England - Prime Minister Gordon Brown will promise Tuesday to clean up British politics, get tough on crime and heal the economy, in a blizzard of policy moves aimed at avoiding a crushing election defeat next year.

Polls point to a big win for the opposition center-right Conservatives -- which would be the first change of government in Britain since 1997 -- and there appears little Brown can do or say to reverse his party's fortunes.

Public opinion of the 58-year-old Scot, who took over from Tony Blair in 2007, has sunk in the last year as Brown has been damaged by a scandal over politicians' expenses, rising unemployment and a perception that he is a ditherer.

He will address his ruling Labor party at its annual conference in the southern English city of Brighton Tuesday hoping to change that in a speech that will be televised live.

Aides said Brown will argue his decisions have taken the sting out of the recession and put Britain on track to economic recovery. He also plans tough laws on bankers' bonuses, and binding commitments to cut the record budget deficit.

He will try to assuage voter anger over the expenses scandal that damaged all of Britain's main political parties and will counter opposition charges that British society is falling apart, with measures to tackle youth crime and binge drinking.

We will not stand by and see the lives of the lawful majority disrupted by the behavior of the lawless minority, Brown will say, according to extracts from his speech released in advance.

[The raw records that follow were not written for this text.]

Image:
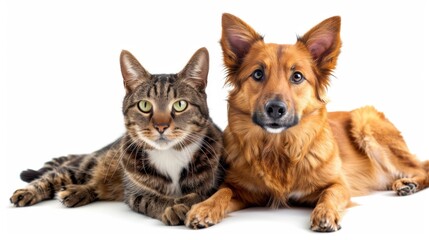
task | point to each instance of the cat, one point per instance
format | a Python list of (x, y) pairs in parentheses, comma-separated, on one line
[(169, 158)]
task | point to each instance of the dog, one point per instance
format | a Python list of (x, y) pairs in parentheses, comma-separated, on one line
[(283, 147)]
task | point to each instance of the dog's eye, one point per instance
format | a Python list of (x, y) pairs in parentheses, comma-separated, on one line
[(258, 75), (297, 78)]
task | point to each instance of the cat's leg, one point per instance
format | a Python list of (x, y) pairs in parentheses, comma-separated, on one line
[(176, 214), (170, 210), (214, 209), (74, 195), (103, 182), (42, 188)]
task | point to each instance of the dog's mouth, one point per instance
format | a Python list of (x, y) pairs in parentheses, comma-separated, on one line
[(275, 127)]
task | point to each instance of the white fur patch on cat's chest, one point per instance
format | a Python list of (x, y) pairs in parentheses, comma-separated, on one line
[(171, 162)]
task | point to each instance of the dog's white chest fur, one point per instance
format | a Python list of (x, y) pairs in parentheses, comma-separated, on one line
[(171, 162)]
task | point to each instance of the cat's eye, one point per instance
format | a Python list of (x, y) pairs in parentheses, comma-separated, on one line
[(145, 106), (258, 75), (180, 106), (297, 77)]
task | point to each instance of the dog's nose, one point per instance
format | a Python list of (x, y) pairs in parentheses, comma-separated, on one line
[(275, 109)]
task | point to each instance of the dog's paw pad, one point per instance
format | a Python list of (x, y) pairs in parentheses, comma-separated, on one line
[(325, 220), (404, 187)]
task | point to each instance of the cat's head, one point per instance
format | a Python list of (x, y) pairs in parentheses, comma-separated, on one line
[(165, 110)]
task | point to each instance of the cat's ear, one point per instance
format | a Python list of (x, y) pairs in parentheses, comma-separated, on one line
[(196, 70), (132, 71)]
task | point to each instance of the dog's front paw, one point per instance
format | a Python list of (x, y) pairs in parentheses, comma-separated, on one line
[(204, 215), (404, 187), (24, 197), (324, 219), (175, 215)]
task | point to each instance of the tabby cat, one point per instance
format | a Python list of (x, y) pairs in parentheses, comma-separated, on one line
[(168, 159)]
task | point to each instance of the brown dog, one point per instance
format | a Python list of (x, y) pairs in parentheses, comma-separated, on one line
[(283, 146)]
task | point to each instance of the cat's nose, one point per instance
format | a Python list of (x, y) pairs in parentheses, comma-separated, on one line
[(161, 127)]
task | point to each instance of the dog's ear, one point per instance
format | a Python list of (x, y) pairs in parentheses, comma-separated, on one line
[(132, 71), (237, 38), (196, 71), (324, 43)]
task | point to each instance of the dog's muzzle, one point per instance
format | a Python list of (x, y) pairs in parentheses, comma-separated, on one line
[(275, 117)]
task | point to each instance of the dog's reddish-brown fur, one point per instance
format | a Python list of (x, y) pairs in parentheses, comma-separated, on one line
[(320, 158)]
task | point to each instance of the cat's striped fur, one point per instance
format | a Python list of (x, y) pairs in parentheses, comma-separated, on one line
[(168, 159)]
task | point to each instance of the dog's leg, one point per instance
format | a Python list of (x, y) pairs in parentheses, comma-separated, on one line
[(212, 210), (385, 146), (332, 203)]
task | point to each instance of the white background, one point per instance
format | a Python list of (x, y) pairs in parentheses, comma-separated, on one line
[(61, 92)]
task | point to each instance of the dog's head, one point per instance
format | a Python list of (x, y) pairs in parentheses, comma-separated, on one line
[(278, 84)]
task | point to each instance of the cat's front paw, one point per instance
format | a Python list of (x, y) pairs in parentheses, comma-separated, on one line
[(175, 215), (76, 195), (189, 199), (24, 197)]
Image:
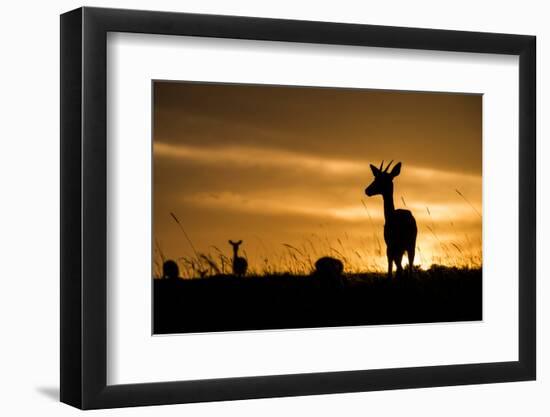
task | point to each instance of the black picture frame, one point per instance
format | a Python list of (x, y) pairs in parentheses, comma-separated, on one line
[(84, 207)]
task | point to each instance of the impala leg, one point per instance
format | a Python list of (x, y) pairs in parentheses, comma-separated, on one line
[(398, 260), (390, 264), (410, 254)]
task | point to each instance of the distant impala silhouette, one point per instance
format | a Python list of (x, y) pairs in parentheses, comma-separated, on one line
[(400, 226)]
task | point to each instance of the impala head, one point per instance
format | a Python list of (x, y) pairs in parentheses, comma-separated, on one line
[(235, 244), (383, 180)]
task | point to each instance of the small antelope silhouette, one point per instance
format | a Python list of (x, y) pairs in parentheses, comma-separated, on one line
[(329, 271), (240, 264), (400, 226), (328, 266)]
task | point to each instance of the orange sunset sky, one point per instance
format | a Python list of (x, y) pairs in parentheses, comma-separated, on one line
[(285, 169)]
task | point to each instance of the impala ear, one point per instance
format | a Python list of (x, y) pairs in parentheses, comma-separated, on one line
[(396, 170)]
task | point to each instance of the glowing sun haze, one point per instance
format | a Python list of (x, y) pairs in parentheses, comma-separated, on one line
[(285, 169)]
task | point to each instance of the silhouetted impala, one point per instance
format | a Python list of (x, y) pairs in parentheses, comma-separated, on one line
[(400, 226), (240, 264)]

The decent, hard-working majority are getting ever more angry -- rightly so -- with the minority who will talk about their rights but never accept their responsibilities.


The run-up to the crucial party conference season could not have gone worse for Brown after his trip to last week's G20 summit -- normally a stage on which he shines -- was soured by rumors that U.S. President Barack Obama had snubbed him.

Scenting blood, the British media turned to unsubstantiated claims his health was failing and polls showing the Conservatives were way out in front.

A series of opinion polls show Labor suffering under Brown, with the latest putting it down in third place for the first time since 1982, pollster Ipsos Mori said.

The survey put the main Conservative opposition party on 36 percent, the left-leaning Liberal Democrats on 25 percent and Labor on 24 percent.

The atmosphere in Brighton, a seaside resort south of London, has been predictably subdued as many in the Labor party contemplate life out of government.

But business minister and ex-European Union trade commissioner Peter Mandelson Monday sought to convince the party all was not lost, with a rousing speech saying the election was still up for grabs.

It was a speech that someone needed to make, said Ruairi Tobin, a Labor activist from Swindon in western England. We need to fight and I'm not sure it is a case of going down fighting.
Political analysts say the result of the election, which must be called by June 2010, is not a foregone conclusion, pointing to several outcomes ranging from a big Conservative win to the outside chance of a small Labor majority.

Wary of the largest government borrowing bill in British history, financial markets are most afraid of a hung parliament which could hamper efforts to reduce the budget deficit, set to exceed 12 percent of Gross Domestic Product this year.